To do this, APTBS first laid all of their songs down at Death By Audio, where they could develop each track without the pressure of a ticking time clock. Soon after the completion of those ongoing sessions, Andy Smith (an engineer for such A-list artists as Paul Simon and David Bowie) was brought in to steamroll some edges and leave shards of glass strewn across the rest. He also pushed Ackermann's vocals to the front of the fray, where he could emerge as a real deal singer amid all the severed circuitry and flame-fueled wreckage.
"Andy comes from this really hi-fi world, so he was able to capture some sounds in ways I never could," admits Ackermann. "He really cleaned up the whole album, taking it to a whole other level."
"His approach to music is like a mathematical point of view," adds MOFO. "I listen to it now and sometimes think, 'Who are these guys?' It's just such a huge progression for us."

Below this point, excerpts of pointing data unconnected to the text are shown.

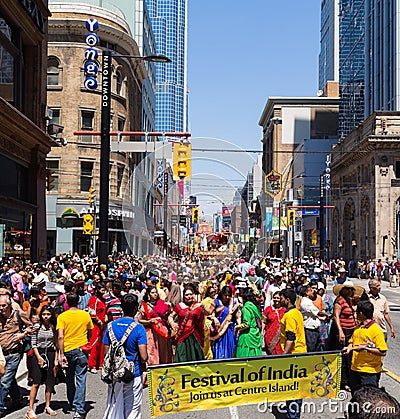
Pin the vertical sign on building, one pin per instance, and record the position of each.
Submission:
(91, 54)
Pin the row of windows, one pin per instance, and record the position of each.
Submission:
(86, 122)
(54, 75)
(86, 175)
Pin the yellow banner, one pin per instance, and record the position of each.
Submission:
(215, 384)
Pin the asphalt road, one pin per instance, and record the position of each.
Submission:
(315, 408)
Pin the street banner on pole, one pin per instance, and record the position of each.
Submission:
(215, 384)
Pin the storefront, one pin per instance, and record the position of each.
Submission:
(24, 143)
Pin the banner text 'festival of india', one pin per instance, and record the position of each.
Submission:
(236, 382)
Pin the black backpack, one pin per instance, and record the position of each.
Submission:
(59, 306)
(6, 278)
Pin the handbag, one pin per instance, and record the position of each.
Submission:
(26, 342)
(86, 349)
(59, 375)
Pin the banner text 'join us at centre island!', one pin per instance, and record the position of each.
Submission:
(216, 384)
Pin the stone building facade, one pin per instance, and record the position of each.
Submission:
(365, 179)
(296, 132)
(76, 166)
(24, 143)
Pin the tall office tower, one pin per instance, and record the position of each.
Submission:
(351, 64)
(329, 53)
(382, 77)
(169, 21)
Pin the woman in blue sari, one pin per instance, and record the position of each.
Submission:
(227, 314)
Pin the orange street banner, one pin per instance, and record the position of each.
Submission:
(235, 382)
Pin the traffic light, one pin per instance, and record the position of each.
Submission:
(291, 217)
(88, 224)
(182, 161)
(195, 216)
(50, 179)
(92, 195)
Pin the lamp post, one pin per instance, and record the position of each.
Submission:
(321, 216)
(106, 69)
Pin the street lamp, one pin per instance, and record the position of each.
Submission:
(106, 69)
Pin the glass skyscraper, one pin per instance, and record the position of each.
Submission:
(382, 86)
(169, 22)
(329, 53)
(351, 64)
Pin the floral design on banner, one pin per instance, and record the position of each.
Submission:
(166, 398)
(324, 381)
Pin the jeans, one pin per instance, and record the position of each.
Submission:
(313, 340)
(76, 374)
(8, 383)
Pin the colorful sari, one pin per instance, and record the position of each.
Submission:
(326, 325)
(225, 344)
(250, 339)
(272, 333)
(190, 335)
(96, 309)
(159, 344)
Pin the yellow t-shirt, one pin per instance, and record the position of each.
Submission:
(292, 321)
(364, 361)
(75, 323)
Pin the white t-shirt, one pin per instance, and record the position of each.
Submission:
(310, 314)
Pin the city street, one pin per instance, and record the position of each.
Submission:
(97, 391)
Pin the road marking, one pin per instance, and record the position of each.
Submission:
(391, 374)
(234, 412)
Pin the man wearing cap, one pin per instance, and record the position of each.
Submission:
(277, 285)
(369, 348)
(84, 296)
(341, 277)
(11, 341)
(293, 340)
(312, 318)
(74, 328)
(381, 307)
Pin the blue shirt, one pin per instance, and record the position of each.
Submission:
(137, 337)
(84, 300)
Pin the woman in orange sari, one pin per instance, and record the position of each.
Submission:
(153, 315)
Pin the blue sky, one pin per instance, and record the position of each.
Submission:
(239, 54)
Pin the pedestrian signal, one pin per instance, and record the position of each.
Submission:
(291, 217)
(50, 180)
(182, 161)
(195, 216)
(88, 224)
(92, 196)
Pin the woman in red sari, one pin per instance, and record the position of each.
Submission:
(190, 328)
(153, 315)
(272, 318)
(97, 311)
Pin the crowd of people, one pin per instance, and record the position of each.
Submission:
(175, 310)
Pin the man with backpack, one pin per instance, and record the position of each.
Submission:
(125, 349)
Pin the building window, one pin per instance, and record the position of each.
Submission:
(87, 118)
(55, 118)
(53, 165)
(397, 169)
(119, 82)
(53, 71)
(120, 176)
(86, 175)
(121, 126)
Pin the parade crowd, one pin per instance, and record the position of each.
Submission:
(176, 310)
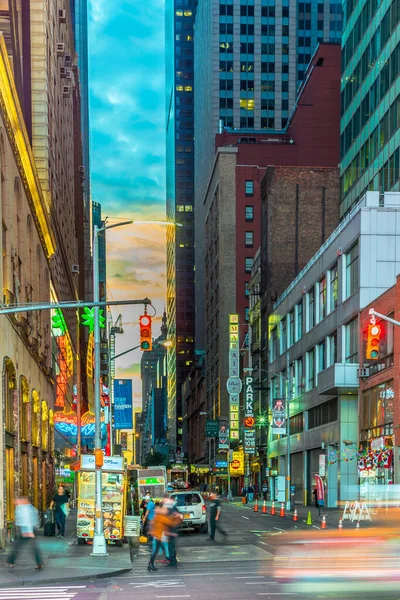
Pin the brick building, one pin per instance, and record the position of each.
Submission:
(379, 414)
(250, 171)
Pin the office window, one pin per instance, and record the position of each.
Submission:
(352, 271)
(331, 358)
(248, 264)
(351, 341)
(249, 239)
(299, 373)
(273, 350)
(311, 308)
(249, 187)
(299, 320)
(291, 328)
(310, 370)
(334, 288)
(249, 213)
(283, 335)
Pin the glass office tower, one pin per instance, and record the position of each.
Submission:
(370, 135)
(180, 15)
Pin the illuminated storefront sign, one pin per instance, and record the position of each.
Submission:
(234, 367)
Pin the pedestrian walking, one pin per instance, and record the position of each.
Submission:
(60, 503)
(215, 518)
(264, 489)
(250, 493)
(27, 519)
(160, 526)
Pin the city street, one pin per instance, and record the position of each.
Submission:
(240, 568)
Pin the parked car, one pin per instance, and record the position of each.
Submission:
(193, 508)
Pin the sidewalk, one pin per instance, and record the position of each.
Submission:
(64, 561)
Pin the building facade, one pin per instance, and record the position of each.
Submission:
(314, 347)
(180, 15)
(370, 90)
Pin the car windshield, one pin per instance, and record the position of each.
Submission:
(186, 499)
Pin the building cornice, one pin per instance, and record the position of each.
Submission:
(13, 118)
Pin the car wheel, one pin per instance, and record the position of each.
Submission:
(204, 528)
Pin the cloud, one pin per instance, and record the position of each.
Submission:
(127, 120)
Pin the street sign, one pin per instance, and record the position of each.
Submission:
(212, 429)
(234, 385)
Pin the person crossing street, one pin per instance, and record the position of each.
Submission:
(215, 518)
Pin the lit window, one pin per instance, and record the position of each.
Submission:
(249, 189)
(249, 239)
(249, 213)
(247, 104)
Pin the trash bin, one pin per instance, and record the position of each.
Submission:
(132, 529)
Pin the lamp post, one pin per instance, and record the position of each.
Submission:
(99, 542)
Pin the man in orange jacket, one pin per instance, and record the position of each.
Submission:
(162, 523)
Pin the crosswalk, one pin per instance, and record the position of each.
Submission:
(41, 593)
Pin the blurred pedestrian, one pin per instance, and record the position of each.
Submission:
(250, 493)
(27, 519)
(161, 526)
(264, 489)
(215, 518)
(60, 502)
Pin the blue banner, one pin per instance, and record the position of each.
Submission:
(123, 406)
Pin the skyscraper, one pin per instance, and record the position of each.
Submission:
(250, 56)
(180, 17)
(370, 141)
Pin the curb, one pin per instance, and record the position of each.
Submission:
(86, 576)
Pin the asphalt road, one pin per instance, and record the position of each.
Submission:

The thing about Exploding Head's sonic leaps, though, is that they were achieved without losing a sliver of the strobe-addled danger that accompanies their acclaimed shows (The Washington Post called them "the most ear-shatteringly loud garage/shoegaze band you'll ever hear") and the rather bad-ass album that got everyone excited about APTBS in the first place.
"The purest form of songwriting is when your subconscious speaks for you," explains Ackermann. "Our sound has nothing to do with a particular processor or setup. You could give us a trumpet, violin and keyboard, and we'd still come up with the same kind of energy."
MOFO is even more to the point: "Hype is only going to get you so far. If your music is shite, it isn't gonna last long."